Leukocratie: L’acteur Gaspard Gantzer veut “supprimer le Périphérique Parisien”(sic)

Le probable candidat à la mairie de Paris à la tête du mouvement «Parisiennes, Parisiens» explique vouloir désenclaver Paris en éradiquant cette ceinture de bitume empruntée chaque jour par 1,2 million de véhicules.

Le périphérique parisien est sur la sellette. Après une quinzaine d’élus parisiens, c’est au tour de Gaspard Gantzer de remettre en question la pertinence de cet anneau de bitume de 35 km emprunté chaque jour par 1,2 million de véhicules. L’ancien conseiller en communication de François Hollande à la tête du mouvement «Parisiennes, Parisiens» plaide même pour la suppression de cette ceinture de 37 kilomètres inaugurée en avril 1973.

«La ville est très dense.
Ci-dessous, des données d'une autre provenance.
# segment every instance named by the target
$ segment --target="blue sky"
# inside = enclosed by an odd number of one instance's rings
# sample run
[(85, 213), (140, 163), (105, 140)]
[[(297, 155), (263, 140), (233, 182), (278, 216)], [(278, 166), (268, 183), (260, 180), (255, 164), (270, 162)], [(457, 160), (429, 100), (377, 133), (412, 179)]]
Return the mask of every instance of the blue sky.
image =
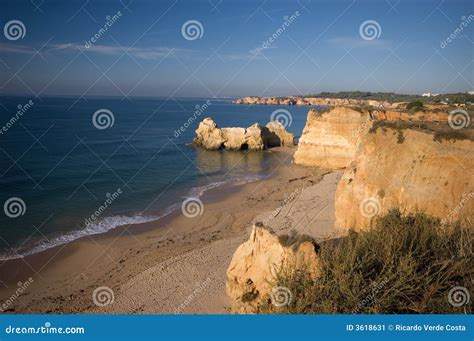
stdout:
[[(474, 2), (463, 0), (2, 0), (0, 93), (281, 96), (320, 91), (474, 90)], [(107, 16), (122, 16), (89, 48)], [(299, 15), (297, 15), (297, 14)], [(292, 15), (283, 33), (264, 42)], [(182, 26), (197, 20), (202, 37)], [(379, 34), (365, 40), (362, 23)], [(456, 28), (461, 33), (444, 48)]]

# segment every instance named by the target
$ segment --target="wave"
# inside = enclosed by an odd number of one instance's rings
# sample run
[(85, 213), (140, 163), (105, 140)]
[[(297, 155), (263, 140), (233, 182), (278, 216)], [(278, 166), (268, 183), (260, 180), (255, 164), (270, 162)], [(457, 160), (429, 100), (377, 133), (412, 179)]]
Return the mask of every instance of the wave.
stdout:
[[(188, 195), (184, 196), (183, 198), (200, 197), (205, 192), (217, 187), (230, 185), (230, 184), (241, 185), (241, 184), (245, 184), (249, 182), (258, 181), (258, 180), (261, 180), (262, 178), (263, 176), (256, 175), (256, 176), (246, 176), (246, 177), (236, 178), (236, 179), (229, 179), (229, 180), (224, 180), (224, 181), (211, 182), (210, 184), (207, 184), (207, 185), (192, 188), (189, 191)], [(22, 248), (12, 249), (12, 251), (10, 251), (9, 253), (0, 254), (0, 261), (29, 256), (35, 253), (39, 253), (39, 252), (51, 249), (56, 246), (68, 244), (79, 238), (106, 233), (120, 226), (143, 224), (143, 223), (147, 223), (151, 221), (157, 221), (173, 213), (180, 207), (181, 207), (181, 203), (173, 204), (169, 206), (168, 208), (166, 208), (159, 215), (136, 214), (133, 216), (115, 215), (115, 216), (105, 217), (93, 224), (87, 225), (84, 229), (66, 232), (56, 237), (52, 237), (46, 240), (41, 240), (39, 242), (34, 243), (33, 245), (29, 245), (27, 249), (22, 247)]]

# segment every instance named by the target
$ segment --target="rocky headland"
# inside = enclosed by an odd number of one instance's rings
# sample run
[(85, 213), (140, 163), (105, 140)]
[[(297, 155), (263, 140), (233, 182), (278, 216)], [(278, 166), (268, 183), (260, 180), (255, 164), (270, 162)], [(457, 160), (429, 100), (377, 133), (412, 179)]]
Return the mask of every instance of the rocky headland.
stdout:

Nous proposons de l’agrandir en lui donnant de l’air. Il faut trouver des alternatives au périphérique qui se trouve à seulement 5 km du centre de Paris. Il n’y a pas une métropole mondiale qui a une barrière autoroutière si proche du centre», a expliqué l’ancien porte-parole de Bertrand Delanoë sur le plateau de BFMTV.

Rapprocher la banlieue du centre de Paris

Celui qui ne veut pas reproduire «l’erreur de la suppression des voies sur berge» milite pour la recherche de solutions avant de faire disparaître la ceinture parisienne du paysage. «Il faut faire les choses dans l’ordre. D’abord il faut investir massivement dans les transports publics à l’échelle du grand Paris. Il faut également retrouver des formes de mobilités douces. Une fois qu’on aura transformer le paysage, là on pourra supprimer le périphérique», souligne le Parisien. Il ajoute que, sans le périphérique, on aura gagné de la place pour des logements, des espaces verts». Selon lui, «on gagnera beaucoup d’argent en supprimant le périphérique».

Le point de vue de celui qui revendique 500 adhérents à son mouvement, «Parisiens, Parisiennes», est partagé par d’autres élus. Récemment, une quinzaine d’élus parisiens a engagé une réflexion sur l’avenir de cet axe majeur de circulation à Paris. Ces membres du Conseil de Paris se sont donnés six mois pour réinventer cette autoroute urbaine conçue à l’ère du tout automobile. Si Gaspard Gantzer rêve de transformer cet axe pour rapprocher Paris de la banlieue, d’autres scénarios sont envisagés par les élus comme celui de couvrir cet anneau et y construire de nouveaux morceaux de ville.

Rien n’est encore décidé, l’heure est à l’évaluation et à la réflexion. Les élus livreront les résultats de leurs débats en mars prochain. D’ici là, tous les rêves de transformation de ce corridor basé à moins de 5 kilomètres du centre de la capitale sont permis.